Le Rewmi d’Idrissa Seck, Bok gis gis de Pape Diop et l’Union des centristes du Sénégal d’Abdoulaye Baldé se retrouvent aussi dans cette coalition derrière la casaque bleue. De même que And Jef tendance Decroix et le Grand Parti de Malick Gackou.
Pour cette coalition le referendum constitue clairement le match revanche des élections de 2012. Pour qui en doute, il suffit d’écouter le discours de campagne de ses différents membres. Il s’agit d’écourter le mandat du Président de la République, de libérer Karim Wade et de restaurer le Sopi dans toute sa splendeur d’antan.

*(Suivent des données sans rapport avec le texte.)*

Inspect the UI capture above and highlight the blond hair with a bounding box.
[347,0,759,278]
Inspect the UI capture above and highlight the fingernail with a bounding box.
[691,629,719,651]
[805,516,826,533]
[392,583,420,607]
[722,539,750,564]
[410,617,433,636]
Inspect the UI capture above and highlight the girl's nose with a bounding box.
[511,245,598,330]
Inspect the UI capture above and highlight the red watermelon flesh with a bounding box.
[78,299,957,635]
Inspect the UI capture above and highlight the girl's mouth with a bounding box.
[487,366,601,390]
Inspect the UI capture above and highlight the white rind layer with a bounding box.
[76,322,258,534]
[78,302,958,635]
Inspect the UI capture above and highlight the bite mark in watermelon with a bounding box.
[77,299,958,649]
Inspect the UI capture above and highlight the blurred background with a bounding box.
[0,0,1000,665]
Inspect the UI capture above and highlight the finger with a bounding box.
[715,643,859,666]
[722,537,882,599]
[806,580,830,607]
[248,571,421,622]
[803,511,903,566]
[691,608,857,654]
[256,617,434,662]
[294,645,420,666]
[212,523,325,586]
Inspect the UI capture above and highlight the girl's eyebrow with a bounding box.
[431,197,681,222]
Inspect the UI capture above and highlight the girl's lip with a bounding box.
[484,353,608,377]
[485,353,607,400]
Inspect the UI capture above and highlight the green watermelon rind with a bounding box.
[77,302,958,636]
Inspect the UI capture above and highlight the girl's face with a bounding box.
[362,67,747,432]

Pour d’autres coalisés du «non» comme Idrissa Seck, Gackou ou certaines figures de la «société civile», Souleymane Ndéné Ndiaye, les transfuges du PS que sont Madame Aïssata Tall Sall et Khalifa Sall, les professeurs Malick Ndiaye, Amsata Sow Sidibé et Abdoul Mbaye, il s’agit plutôt de se positionner soi-même en vue de la prochaine présidentielle.
C’est pourquoi il est incompréhensible que d’authentiques mouvements de la société civile tels Y’en a marre, le M23, la Raddho et des partis de gauche, le RND, Taxaw Tem, notamment, se retrouvent dans cette coalition du «non».
Si ce dimanche le «non» l’emportait, ils auront servi de soutiers à la restauration libérale après avoir servi de marchepied à celui qui aura enterré les Assises nationales.
Il ne s’agit pas bien évidemment de s’allier au camp du «oui», ce panier à crabes contenant ce qui reste de Bennoo bokk yaakaar c’est-à-dire cette armée sans état-major qu’est devenue l’Alliance des forces de Progrès de Moustapha Niasse, ce lambeau du Parti socialiste autour d’Ousmane Tanor Dieng, l’état-major sans troupes du PIT, cette LD qui a perdu ses repères et cette coquille vide qu’est devenue And Jef/Pads de Landing Savané.
La coalition du «oui» est d’autant moins attirante qu’elle s’est attifée des barons d’hier comme Habib Thiam et de tous les transhumants de la dernière heure, de Djibo Ka à Me Ousmane Séye en passant par Abdourahim Agne.
En réalité une seule posture s’impose : refuser de choisir entre la peste du «oui» et le choléra du «non». «Ne pas voter, c’est voter», disait déjà Cheikh Anta Diop. Ce mot d’ordre a tout son sens face au référendum.